The company is based near Haifa and was founded by Prof. Moshe Shoham, who is considered to be one of the pioneers of medical robotics. He hopes the system will be approved for use in American hospitals in 2026.
Every millimeter counts when operating on the brain. Neurosurgeons normally have about one to two inches (25-50mm) of workspace, and often need to drill large openings in the skull to fit cameras, microscopes, and other tools, to ensure maximum accuracy when operating.
The deeper they need to dig into the patient’s brain, the more complex the approach to the target tumor, and the higher the risk of damage to healthy brain tissue, which can result in a range of complications such as memory problems, loss of speech or movement, seizures, and even death.
But with Tamar Robotics’ system, they only need to create a single, small incision in the skull and corridor, reducing the risk and recovery time for the patient.
“Everything is so delicate and so cramped in the brain that if you move in the wrong direction, you may be able to take out the tumor, but the patient won’t be able to speak or walk for the rest of his life,” says Aaron Feldman, VP of Business Development.
“That’s why if you can reduce the corridor through the brain tissue in order to access the tumor, that’s a major difference.”

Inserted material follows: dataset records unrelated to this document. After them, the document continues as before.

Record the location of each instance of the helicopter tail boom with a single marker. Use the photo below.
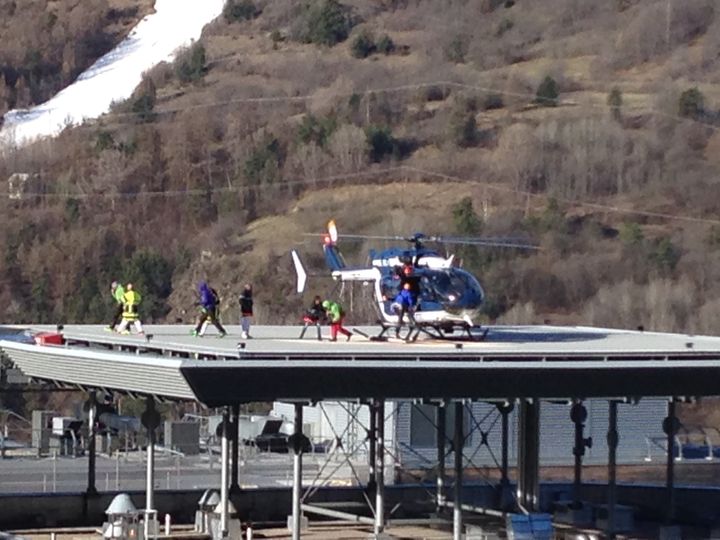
(299, 271)
(333, 257)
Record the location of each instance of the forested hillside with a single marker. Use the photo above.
(46, 44)
(592, 127)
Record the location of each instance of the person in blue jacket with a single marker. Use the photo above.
(209, 302)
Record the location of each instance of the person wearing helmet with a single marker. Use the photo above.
(117, 291)
(209, 301)
(315, 315)
(246, 313)
(404, 303)
(131, 315)
(336, 314)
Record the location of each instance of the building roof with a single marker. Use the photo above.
(512, 362)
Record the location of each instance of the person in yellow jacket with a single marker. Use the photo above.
(131, 302)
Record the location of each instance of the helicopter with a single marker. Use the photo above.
(447, 297)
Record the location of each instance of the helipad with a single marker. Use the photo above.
(512, 361)
(513, 365)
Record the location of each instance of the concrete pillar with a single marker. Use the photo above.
(297, 472)
(235, 438)
(150, 419)
(528, 489)
(441, 446)
(670, 427)
(504, 495)
(612, 440)
(458, 441)
(372, 442)
(380, 468)
(92, 433)
(224, 473)
(578, 414)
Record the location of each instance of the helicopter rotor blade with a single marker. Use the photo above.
(498, 241)
(359, 236)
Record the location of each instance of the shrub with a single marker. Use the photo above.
(504, 26)
(326, 22)
(243, 10)
(263, 165)
(317, 130)
(614, 101)
(665, 255)
(457, 49)
(381, 142)
(463, 129)
(385, 45)
(190, 64)
(143, 100)
(547, 93)
(631, 234)
(465, 219)
(363, 45)
(493, 101)
(691, 103)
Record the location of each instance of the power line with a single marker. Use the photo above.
(349, 178)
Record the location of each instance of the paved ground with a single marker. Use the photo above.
(66, 474)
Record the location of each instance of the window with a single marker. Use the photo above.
(423, 425)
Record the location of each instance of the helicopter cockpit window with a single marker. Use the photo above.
(451, 285)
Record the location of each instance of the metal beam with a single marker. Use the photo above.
(612, 439)
(670, 426)
(578, 414)
(458, 443)
(235, 438)
(441, 452)
(150, 419)
(528, 488)
(372, 445)
(297, 473)
(224, 470)
(337, 514)
(92, 432)
(380, 468)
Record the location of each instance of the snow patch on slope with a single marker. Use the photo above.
(156, 38)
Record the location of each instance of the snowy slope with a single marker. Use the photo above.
(113, 77)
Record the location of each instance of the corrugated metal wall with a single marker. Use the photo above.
(414, 444)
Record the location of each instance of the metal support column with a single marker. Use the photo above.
(224, 470)
(380, 468)
(613, 439)
(150, 419)
(528, 489)
(372, 442)
(297, 472)
(441, 446)
(670, 427)
(235, 453)
(578, 414)
(458, 440)
(504, 495)
(92, 435)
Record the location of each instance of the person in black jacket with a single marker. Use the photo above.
(246, 311)
(315, 315)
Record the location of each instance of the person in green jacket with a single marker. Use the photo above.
(131, 302)
(117, 291)
(336, 314)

Space is at a premium with neurosurgery. With the Tamar Robotics system, all the tools the physician requires extend from the same spot, so there’s no risk of them crashing into each other during the procedure.
Today, surgeons insert their tools into the same large incision, or several incisions, to perform the surgery. If they want to have enough mobility and good vision, they need to dig a wider corridor in the brain tissue, which increases the risk of injury.

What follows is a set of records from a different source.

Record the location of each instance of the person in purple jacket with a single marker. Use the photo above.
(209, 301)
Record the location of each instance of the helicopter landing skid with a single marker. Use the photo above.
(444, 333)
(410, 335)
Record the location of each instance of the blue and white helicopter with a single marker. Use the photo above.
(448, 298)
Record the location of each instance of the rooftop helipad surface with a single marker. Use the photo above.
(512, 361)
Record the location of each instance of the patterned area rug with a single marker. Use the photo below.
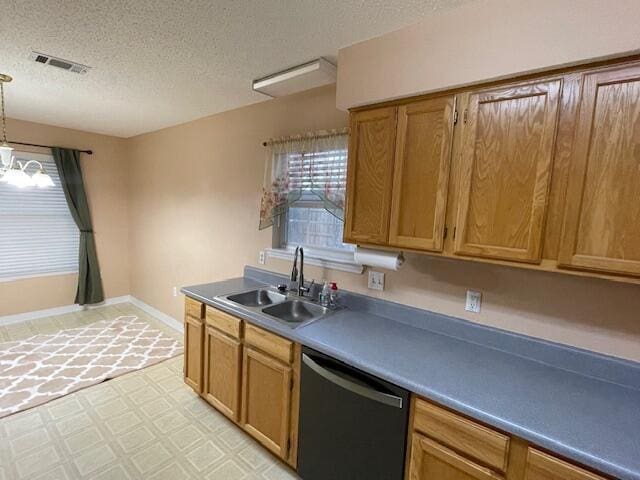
(44, 367)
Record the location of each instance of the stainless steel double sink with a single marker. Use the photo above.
(289, 309)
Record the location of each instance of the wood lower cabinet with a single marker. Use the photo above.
(247, 373)
(266, 400)
(370, 175)
(447, 446)
(193, 345)
(421, 175)
(222, 372)
(433, 461)
(507, 153)
(602, 216)
(542, 466)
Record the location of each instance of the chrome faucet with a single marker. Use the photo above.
(294, 272)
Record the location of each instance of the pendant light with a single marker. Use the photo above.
(13, 171)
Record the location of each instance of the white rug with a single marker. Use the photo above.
(45, 367)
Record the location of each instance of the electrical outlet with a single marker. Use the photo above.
(474, 300)
(376, 280)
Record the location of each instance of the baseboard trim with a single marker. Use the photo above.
(23, 317)
(154, 312)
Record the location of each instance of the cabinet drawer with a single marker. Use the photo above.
(193, 308)
(269, 343)
(541, 466)
(224, 322)
(461, 434)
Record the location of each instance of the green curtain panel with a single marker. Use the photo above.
(89, 280)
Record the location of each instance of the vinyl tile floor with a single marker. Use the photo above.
(143, 425)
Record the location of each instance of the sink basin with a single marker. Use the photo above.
(296, 311)
(257, 298)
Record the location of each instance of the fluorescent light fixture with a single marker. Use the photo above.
(303, 77)
(5, 154)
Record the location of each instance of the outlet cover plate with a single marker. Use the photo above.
(376, 280)
(474, 300)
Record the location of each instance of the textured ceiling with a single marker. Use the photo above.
(158, 63)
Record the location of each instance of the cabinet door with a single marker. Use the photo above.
(266, 400)
(370, 176)
(421, 177)
(222, 372)
(602, 215)
(432, 461)
(193, 338)
(508, 147)
(541, 466)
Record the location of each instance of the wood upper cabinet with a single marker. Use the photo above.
(222, 372)
(507, 152)
(433, 461)
(602, 215)
(370, 176)
(421, 176)
(266, 400)
(542, 466)
(193, 338)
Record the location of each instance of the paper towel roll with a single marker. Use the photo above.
(379, 258)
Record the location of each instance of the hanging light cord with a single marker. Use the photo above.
(4, 119)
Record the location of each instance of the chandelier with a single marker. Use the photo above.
(13, 171)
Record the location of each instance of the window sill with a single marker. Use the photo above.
(332, 262)
(37, 275)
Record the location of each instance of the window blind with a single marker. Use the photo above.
(38, 236)
(308, 223)
(318, 170)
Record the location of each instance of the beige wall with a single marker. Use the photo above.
(105, 175)
(485, 40)
(195, 191)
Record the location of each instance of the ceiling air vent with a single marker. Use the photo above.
(59, 63)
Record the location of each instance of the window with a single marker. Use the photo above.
(308, 221)
(38, 236)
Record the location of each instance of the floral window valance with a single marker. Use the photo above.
(311, 165)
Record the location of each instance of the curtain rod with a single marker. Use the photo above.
(88, 152)
(344, 131)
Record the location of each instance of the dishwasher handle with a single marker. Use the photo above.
(368, 392)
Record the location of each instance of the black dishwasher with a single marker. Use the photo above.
(352, 425)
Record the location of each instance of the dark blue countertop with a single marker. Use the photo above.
(581, 405)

On the other hand, if they want to preserve healthy brain tissue and dig into a smaller area of the organ, they will be unable to remove the entire tumor in many cases, and patients will likely need follow-up surgery.
“In both cases, surgeons will run into the same issue,” explains Feldman. “Tools are knocking into the camera, which means they need to make a larger corridor so that there’s enough room for both the camera and the tools.
“With our system, you have the camera and the tools right up front. That means you don’t have to make such a big corridor, and you have full free movement of your tools and excellent visualization. So we’re getting the best of both worlds.”
The company is first focusing on brain operations, but is also developing technology for spinal surgery to remove tumors, and for head and neck surgeries which address thyroid and laryngeal cancer.
In the future, it will be able to target other surgeries including those aimed at lung, bladder, and prostate cancers.
The company will start testing its robot on cadavers by the end of this year, and then begin its first human studies.
Eventually, it wants to reduce the size of the robot to just 6mm in diameter.
Robots first performed single-port surgery, or surgery through a single incision, in 2018. Today, it is used in many medical centers for procedures including the ear, nose, and throat.
Several other companies are developing robots for single-port brain surgery, but none are as small as Tamar Robotics’. The closest rival is still 50 percent bigger, at 15mm.
Moshe Shoham, professor of mechanical engineering at the Technion Institute of Technology, in Haifa, previously founded a company called Mazor Robotics, a manufacturer of robotic navigations systems for spine surgery, which was bought by multinational medical device company Medtronic for $1.65 billion in 2018.
He established several other companies in the field of medical robotics as well, including Diagnostic Robotics and ForSight Robotics.